As of now, there are 18 Democrats running for the primaries in the 2020 election. Furthermore, Bill Weld has announced that he will challenge Trump in 2020. Although it’s early, it appears that the big candidates for the election are Donald Trump for the Republicans and Bernie Sanders for the Democrats. Both Trump and Sanders have been labeled as “radical” and “anti-establishment” by many in the “establishment”. The establishment, which, is dying. The old politics of neoliberalism and neoconservatism are being replaced by a new generation. This generation is embracing a new ideology-populism. This is happening on both the left and right sides of the political spectrum.
What is populism?
In general, populism is defined as a movement that puts “the people” first and has an enemy in the “elites.” Populism is an umbrella ideology, meaning many other ideologies and ideas fit under it. Many fascist, socialist, and even some liberal movements have been defined as populist. There is no set in stone economic or social policies for populism. However, it will generally be a movement for “the people” rather than “the elites”. A typical populist movement will have a dynamic leader who will use his charisma to rally the “common man” around him. Because of this, the lower and working class tend to favor populist leaders and ideas. Typically, people often divide populism into two groups, right-wing populism, and left-wing populism.
Left-wing populism is an anti-capitalist ideology that takes in many elements of socialist ideas. To the left-wing populist, “the elites” are the rich or upper class. “The people” are the workers. Left-wing populism is often very anti-hierarchy and supports social and economic equality. They will support many social programs that “elevate the people”. Arguably the most famous left-wing populist in America was Governor and Senator Huey Long with his famous motto “Every man a king”. Indeed, Bernie Sanders is a left-wing populist. Many ideas of this ideology overlap with socialist ideas, but not all populists are socialists.
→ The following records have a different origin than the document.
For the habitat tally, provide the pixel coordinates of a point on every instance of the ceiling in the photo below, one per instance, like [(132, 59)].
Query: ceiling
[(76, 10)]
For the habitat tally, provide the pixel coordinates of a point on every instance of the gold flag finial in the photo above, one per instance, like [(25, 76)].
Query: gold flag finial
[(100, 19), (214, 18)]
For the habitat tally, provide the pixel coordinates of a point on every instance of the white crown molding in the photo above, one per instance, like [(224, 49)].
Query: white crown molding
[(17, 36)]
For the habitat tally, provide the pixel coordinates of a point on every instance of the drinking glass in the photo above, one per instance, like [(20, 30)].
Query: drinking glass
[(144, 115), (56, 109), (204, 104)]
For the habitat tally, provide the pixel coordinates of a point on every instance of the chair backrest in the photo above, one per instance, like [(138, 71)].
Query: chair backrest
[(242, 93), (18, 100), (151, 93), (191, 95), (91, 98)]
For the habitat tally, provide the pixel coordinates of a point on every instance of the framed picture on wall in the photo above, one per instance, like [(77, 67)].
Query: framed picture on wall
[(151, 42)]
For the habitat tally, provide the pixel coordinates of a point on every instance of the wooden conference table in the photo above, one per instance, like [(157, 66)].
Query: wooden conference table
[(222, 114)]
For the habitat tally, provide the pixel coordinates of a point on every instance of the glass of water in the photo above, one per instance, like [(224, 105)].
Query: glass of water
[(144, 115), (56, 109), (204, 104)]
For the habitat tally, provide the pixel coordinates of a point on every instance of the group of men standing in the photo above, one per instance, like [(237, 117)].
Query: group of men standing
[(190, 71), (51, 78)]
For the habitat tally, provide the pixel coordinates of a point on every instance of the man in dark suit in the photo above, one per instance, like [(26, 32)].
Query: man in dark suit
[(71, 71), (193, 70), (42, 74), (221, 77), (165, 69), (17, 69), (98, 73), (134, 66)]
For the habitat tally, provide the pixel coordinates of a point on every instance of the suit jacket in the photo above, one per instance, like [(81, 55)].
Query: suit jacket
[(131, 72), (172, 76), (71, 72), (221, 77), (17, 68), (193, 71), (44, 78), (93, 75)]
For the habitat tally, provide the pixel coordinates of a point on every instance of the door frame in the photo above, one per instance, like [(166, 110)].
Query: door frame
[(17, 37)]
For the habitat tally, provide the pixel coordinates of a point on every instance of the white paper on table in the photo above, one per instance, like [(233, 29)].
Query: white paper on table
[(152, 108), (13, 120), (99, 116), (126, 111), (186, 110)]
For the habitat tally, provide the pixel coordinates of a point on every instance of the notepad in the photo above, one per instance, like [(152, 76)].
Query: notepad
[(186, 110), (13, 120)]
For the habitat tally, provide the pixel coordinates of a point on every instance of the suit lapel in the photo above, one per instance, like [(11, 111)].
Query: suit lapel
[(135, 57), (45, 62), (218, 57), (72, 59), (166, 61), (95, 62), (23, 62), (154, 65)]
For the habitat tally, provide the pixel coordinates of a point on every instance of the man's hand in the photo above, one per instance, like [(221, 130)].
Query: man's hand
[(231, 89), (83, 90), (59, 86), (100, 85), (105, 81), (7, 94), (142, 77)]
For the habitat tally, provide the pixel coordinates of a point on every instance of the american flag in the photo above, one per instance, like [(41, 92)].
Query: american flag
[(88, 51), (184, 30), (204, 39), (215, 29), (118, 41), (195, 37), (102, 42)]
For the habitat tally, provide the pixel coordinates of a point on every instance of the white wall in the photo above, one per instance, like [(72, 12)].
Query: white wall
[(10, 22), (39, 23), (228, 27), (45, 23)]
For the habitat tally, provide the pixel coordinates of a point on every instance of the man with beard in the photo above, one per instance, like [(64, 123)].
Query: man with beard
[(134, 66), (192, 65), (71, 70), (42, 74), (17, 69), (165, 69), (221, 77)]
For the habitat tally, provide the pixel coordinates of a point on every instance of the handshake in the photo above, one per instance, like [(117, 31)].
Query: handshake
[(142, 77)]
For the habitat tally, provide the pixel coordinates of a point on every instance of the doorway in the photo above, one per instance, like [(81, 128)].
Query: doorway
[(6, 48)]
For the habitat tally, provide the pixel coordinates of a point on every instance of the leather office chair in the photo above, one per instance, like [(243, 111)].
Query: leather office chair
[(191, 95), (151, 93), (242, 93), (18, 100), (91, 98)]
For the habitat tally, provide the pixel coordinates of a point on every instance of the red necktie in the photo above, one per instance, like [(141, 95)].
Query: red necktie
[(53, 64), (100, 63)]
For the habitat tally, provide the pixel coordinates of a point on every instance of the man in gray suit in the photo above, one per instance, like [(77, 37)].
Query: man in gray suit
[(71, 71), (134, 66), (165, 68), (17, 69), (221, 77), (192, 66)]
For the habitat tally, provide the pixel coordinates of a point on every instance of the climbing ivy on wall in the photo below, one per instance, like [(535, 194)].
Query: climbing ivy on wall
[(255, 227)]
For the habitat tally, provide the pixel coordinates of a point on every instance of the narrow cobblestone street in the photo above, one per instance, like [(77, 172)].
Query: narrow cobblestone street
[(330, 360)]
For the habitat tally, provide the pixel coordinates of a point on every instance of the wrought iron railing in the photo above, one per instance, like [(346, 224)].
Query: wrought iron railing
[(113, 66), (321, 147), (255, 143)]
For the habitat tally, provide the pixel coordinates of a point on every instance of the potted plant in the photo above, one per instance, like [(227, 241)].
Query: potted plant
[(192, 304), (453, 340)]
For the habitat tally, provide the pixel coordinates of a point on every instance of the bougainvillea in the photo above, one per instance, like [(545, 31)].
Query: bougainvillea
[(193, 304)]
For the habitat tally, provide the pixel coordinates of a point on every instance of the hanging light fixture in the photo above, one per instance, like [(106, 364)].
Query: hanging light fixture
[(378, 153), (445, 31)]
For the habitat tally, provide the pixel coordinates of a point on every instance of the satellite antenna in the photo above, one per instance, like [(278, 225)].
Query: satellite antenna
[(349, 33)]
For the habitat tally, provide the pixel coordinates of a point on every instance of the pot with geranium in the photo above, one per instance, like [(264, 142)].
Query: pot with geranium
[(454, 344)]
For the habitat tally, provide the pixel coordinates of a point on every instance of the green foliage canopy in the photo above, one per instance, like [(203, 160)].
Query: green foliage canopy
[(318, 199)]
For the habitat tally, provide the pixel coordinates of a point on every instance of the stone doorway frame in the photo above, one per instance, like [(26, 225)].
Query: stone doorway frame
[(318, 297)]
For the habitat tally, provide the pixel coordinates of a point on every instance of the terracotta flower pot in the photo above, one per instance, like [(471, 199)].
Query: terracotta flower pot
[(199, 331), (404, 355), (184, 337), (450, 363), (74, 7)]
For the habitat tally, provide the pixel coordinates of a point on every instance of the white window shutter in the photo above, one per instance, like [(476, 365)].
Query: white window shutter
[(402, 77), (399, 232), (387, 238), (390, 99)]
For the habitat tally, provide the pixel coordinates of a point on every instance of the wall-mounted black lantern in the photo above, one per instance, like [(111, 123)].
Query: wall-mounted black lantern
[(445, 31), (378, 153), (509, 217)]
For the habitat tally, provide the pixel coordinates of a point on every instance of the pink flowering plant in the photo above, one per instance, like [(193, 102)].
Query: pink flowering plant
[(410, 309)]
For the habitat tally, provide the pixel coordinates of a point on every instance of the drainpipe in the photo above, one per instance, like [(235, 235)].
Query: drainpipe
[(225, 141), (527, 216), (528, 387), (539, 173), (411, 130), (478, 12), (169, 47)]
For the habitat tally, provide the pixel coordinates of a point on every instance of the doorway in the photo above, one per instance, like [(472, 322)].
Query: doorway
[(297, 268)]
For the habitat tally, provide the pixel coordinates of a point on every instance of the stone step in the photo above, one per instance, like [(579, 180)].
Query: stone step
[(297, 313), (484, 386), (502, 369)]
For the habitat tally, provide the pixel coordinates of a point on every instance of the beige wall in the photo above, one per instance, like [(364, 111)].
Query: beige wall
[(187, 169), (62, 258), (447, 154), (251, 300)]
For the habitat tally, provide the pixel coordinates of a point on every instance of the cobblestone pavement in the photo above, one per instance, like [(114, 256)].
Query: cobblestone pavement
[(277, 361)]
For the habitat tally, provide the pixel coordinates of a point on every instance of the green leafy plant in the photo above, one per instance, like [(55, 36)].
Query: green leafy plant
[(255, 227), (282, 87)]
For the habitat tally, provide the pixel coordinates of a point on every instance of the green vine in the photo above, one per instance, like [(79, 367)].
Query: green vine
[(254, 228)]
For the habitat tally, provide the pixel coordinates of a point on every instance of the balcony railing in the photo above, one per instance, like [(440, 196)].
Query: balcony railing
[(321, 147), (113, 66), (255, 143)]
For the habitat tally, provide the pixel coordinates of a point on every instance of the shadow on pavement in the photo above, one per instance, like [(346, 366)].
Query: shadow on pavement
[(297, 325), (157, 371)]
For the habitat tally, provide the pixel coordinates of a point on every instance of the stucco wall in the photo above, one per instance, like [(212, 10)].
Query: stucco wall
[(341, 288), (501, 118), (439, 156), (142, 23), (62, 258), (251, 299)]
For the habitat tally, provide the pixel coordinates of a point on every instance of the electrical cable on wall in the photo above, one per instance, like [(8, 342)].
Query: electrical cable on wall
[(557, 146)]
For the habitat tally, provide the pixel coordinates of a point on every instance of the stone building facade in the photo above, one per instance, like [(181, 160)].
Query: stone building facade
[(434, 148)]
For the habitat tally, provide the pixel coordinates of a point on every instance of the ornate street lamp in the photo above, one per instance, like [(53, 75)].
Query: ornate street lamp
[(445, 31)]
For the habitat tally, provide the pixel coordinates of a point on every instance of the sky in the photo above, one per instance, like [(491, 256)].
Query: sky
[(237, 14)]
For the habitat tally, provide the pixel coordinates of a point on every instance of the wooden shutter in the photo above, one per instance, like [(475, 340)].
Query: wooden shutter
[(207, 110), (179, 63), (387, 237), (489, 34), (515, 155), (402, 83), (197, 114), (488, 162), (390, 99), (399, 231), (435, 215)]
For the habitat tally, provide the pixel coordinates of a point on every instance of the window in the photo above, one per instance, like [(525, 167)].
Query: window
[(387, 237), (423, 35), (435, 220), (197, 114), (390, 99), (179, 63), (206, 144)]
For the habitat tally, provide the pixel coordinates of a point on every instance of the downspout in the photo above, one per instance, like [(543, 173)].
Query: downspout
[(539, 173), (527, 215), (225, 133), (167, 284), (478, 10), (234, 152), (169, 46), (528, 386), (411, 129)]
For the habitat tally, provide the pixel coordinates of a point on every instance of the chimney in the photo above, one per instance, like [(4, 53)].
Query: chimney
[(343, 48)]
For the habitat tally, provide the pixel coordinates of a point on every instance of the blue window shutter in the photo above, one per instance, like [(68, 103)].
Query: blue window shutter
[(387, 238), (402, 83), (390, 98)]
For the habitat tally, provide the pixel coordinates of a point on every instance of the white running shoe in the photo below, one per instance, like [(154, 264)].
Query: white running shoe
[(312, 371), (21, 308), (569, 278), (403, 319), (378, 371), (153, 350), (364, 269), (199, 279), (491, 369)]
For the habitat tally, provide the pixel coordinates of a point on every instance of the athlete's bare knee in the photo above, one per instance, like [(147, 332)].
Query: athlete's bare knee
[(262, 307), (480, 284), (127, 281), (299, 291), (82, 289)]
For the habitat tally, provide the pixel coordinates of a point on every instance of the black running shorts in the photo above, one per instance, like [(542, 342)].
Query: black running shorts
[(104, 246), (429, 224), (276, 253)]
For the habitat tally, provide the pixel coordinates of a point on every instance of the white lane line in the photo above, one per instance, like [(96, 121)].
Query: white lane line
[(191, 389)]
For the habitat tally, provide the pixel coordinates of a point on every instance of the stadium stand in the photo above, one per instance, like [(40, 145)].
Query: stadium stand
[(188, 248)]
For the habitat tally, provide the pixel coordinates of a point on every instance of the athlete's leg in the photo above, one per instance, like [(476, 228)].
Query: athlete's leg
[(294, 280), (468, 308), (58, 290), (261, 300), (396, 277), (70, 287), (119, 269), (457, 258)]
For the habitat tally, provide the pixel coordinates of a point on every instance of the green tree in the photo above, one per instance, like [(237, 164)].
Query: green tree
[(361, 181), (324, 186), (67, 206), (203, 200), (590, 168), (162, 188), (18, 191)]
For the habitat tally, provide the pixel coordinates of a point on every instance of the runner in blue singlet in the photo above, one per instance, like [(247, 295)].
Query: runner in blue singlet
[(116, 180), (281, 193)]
I have previously written on Murray Rothbard’s “Right-wing populist” paleo strategy. However, there is a lot more to the ideology than this. Right-wing populists share the same anti-elitism as left-wing populists. However, right-wing populists are strong proponents of nationalism, protectionism, and border control. To them, open borders threaten “the common man”. After all, they bring in cheaper labor. Moreover, right-wing populists tend to hold socially conservative values and are not as anti-capitalism as left-wing populists. Tucker Carlson is a good example of a right-wing populist as he talks often about the “ruling class” and stands up for the working class.
A change in politics
America has already seen the rise of populism. Donald Trump, who holds right-wing populist views, won the election in 2016. Much of his support came from blue-collar workers in the “rustbelt.” They were sick of the establishment and voted for a man who wanted to use protectionism to protect their jobs. Much of Trump’s rhetoric was about protecting American jobs. The old days of George W. Bush-style conservatism are dying. They are being replaced by Trump-style populism. The right-wing youth in America is showing more support for Trump’s rhetoric than traditional conservatism.
This similarly happened in the Democratic party. The youth showed enthusiastic support for Bernie Sanders. Speculation claimed that Hillary Clinton may have rigged the primaries and stole them from Bernie. But the Democratic party is no longer the party of Hillary Clinton. Bernie Sanders is on the rise. Bernie’s ideology is clearly populist. His war on the 1% and wall street in favor of redistributing the “the wealth” is as populist as it gets.
Moreover, popular new candidate Andrew Yang also has many populist beliefs. Yang is concerned about technology outsourcing the jobs of blue-collar Americans. Furthermore, he supports a UBI (Universal Basic Income) program. Yang has stated that he wants a mix of capitalism and socialism.
These are the types of candidates that will be the hot shots of this age in politics.
Many people on both the left and right are showing anger at the elites running D.C. and the world. The youth are throwing away the politics of the boomers and are embracing populism. Corruption and cronyism are what have caused this massive shift. The 2016 election was a battle of populism vs. the elites. The 2020 election will be a battle between right-wing and left-wing populism. Most likely being between Donald Trump and Bernie Sanders. Nevertheless, it is evident that there has been a change in politics that will continue. Whether or not you like populism is irrelevant to the fact that it is here to stay.